Convert HFST and ZHFST files to optimized THFST and BHFST formats.
THFST (Tromsø-Helsinki FST): A byte-aligned HFST format optimized for fast loading and memory mapping, required for ARM processors.
BHFST (Box HFST): THFST files packaged in a box container with JSON metadata for efficient processing.
# Convert HFST to THFST
thfst-tools hfst-to-thfst acceptor.hfst acceptor.thfst
# Convert ZHFST to BHFST (recommended for distribution)

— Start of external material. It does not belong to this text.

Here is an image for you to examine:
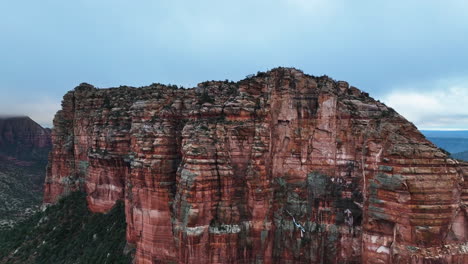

thfst-tools zhfst-to-bhfst language.zhfst language.bhfst
# Convert THFST pair to BHFST
thfst-tools thfsts-to-bhfst --errmodel errmodel.thfst --lexicon lexicon.thfst output.bhfst
# View BHFST metadata
thfst-tools bhfst-info language.bhfst
Test spell checker accuracy against known typo/correction pairs.
# Install
cd crates/accuracy
cargo install --path .
# Run accuracy test
accuracy typos.tsv language.zhfst
# Save detailed JSON report
accuracy -o report.json typos.tsv language.zhfst
# Limit test size and save TSV summary
accuracy -w 1000 -t results.tsv typos.tsv language.zhfst
# Use custom config
accuracy -c config.json typos.tsv language.zhfst
Input format (typos.tsv
): Tab-separated values with typo in first column, expected correction in second:
wordd word
recieve receive
teh the
Accuracy viewer (prototype web UI):
accuracy -o support/accuracy-viewer/public/report.json typos.txt language.zhfst
cd support/accuracy-viewer
npm i && npm run dev
# Open http://localhost:5000
curl https://sh.rustup.rs -sSf | sh
source $HOME/.cargo/env
rustup default stable
# Build all crates
cargo build --release
# Install specific tools
cargo install --path ./cli # divvunspell CLI
cargo install --path ./crates/thfst-tools
cargo install --path ./crates/accuracy
cargo test
- API Documentation: docs.rs/divvunspell
- GitHub Pages: divvun.github.io/divvunspell
The divvunspell library is dual-licensed under:
- Apache License, Version 2.0 (LICENSE-APACHE or http://www.apache.org/licenses/LICENSE-2.0)
- MIT license (LICENSE-MIT or http://opensource.org/licenses/MIT)
You may choose either license for library use.
The command-line tools (divvunspell
, thfst-tools
, accuracy
) are licensed under GPL-3.0 (LICENSE-GPL).